61 2. **Check the droplet first**:
62 ```sh
63 ssh root@shithub.sh 'top -bn1 | head -20; df -h /; free -h; uptime'
64 ```
65 3. **Common patterns**:
66 - **CPU sustained > 80%** — usually `aideinit` or `aide --check`
67 mid-run (12 min daily, 7 min for re-baseline). Cross-check
68 against `journalctl -t shithub-aide -n 50`. If unrelated:
69 `top -c -o %CPU` and identify the process.
70 - **Memory > 90%** — Postgres + shithubd combined exceed budget.
71 `systemctl status shithubd-web` for a dump of resident set;
72 `sudo -u postgres psql -c "SELECT * FROM pg_stat_activity"` for
73 long-running queries.
74 - **Disk > 80%** — first check `du -sh /var/log/* /data/* /root/*
75 /var/lib/postgresql/* | sort -h`. Most likely Postgres logs
76 accumulating; check `log_rotation_age`.
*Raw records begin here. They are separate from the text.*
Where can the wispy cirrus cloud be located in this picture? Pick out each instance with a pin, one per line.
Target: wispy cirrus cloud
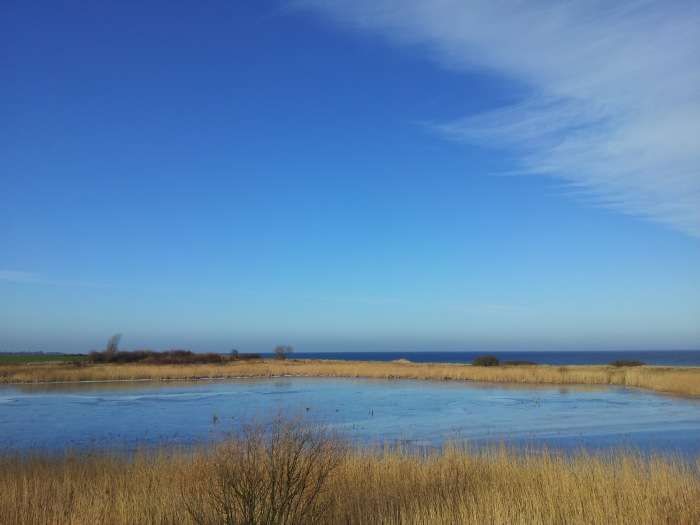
(612, 103)
(22, 277)
(14, 276)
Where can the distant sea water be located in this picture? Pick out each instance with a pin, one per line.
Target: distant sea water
(661, 357)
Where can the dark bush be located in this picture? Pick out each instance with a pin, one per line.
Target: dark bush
(248, 356)
(270, 477)
(626, 362)
(486, 360)
(283, 351)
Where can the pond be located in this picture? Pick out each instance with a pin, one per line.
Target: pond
(128, 415)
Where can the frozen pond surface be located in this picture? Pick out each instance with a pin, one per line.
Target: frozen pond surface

77 - **Load1 > 4** for a 4-vCPU droplet means we're saturated. If
78 it's also a CPU alert, same diagnosis. If load is high but CPU
79 isn't, look at I/O wait (`top` → `1` to expand cores → `wa`).
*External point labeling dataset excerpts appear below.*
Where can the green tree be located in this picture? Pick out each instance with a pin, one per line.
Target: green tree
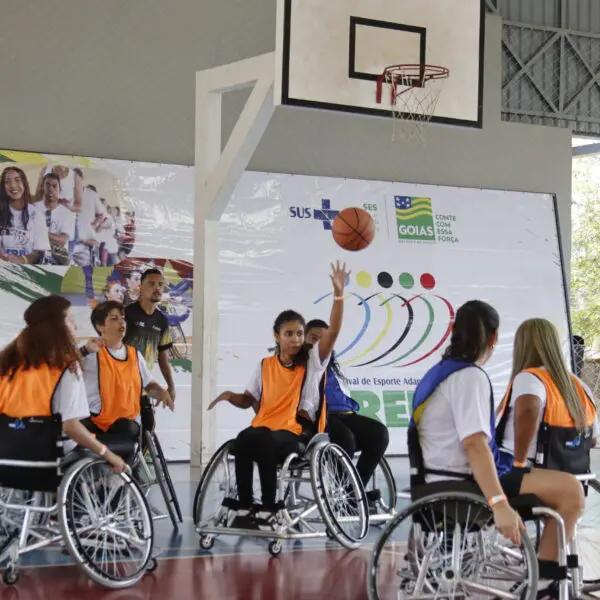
(585, 256)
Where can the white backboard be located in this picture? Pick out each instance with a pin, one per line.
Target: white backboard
(330, 53)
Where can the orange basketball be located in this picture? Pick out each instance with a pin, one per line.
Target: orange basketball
(353, 229)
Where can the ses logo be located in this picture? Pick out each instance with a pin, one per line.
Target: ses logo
(416, 222)
(324, 214)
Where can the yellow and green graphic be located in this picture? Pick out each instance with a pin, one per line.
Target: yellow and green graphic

80 - **down_global** — `curl -v https://shithub.sh/` from your
81 laptop. Caddy log: `ssh root@shithub.sh 'tail -100
82 /var/log/caddy/access.log | jq .'`. shithubd journal:
83 `journalctl -u shithubd-web -n 100`.
84 - **ssl_expiry** — `ssh root@shithub.sh 'systemctl status caddy;
85 journalctl -u caddy -n 200 | grep -iE "renew|cert"'`. Most
86 likely cause: rate-limited by Let's Encrypt or DNS
87 misconfiguration after a CNAME change.
88 - **latency p95 > 2s** — could be slow-query regressions, a
89 wedged worker, or Caddy reverse-proxy timeouts. Start with
90 `journalctl -u shithubd-web -n 200 | grep duration | sort -k1
91 -nr | head`.
92
93 ## Editing thresholds
94
95 Change in `deploy/cutover/provision-do-alerts.sh`, then either:
96
97 1. Delete the existing alert via `doctl monitoring alert delete
98 <uuid>` and re-run the provision script (it'll create the new
99 one), OR
100 2. Edit in place: `doctl monitoring alert update <uuid> --value
101 <new>`.
102
103 For uptime alerts: `doctl monitoring uptime alert update
104 <check-id> <alert-id> ...`. (CLI bug: uptime check `update`
105 strips `--enabled`; if you mutate uptime properties, delete +
106 recreate via the script.)
107
108 ## What's NOT here
109
110 - **shithubd-internal metrics** (request latency p95, DB pool
111 saturation, job queue depth, throttle rejections, archive
112 failures from Postgres). Those need a Prometheus scrape of
113 `127.0.0.1:8080/metrics` plus a Grafana Cloud free-tier — see
114 task #263 / `runbooks/observability.md` (TBD).
115 - **Slack delivery.** Today everything emails. The DO API supports
116 Slack webhooks; add `--slack-channels` + `--slack-urls` to the
117 provision script when there's a destination.
118 - **Pagerduty.** Same — DO supports webhook destinations.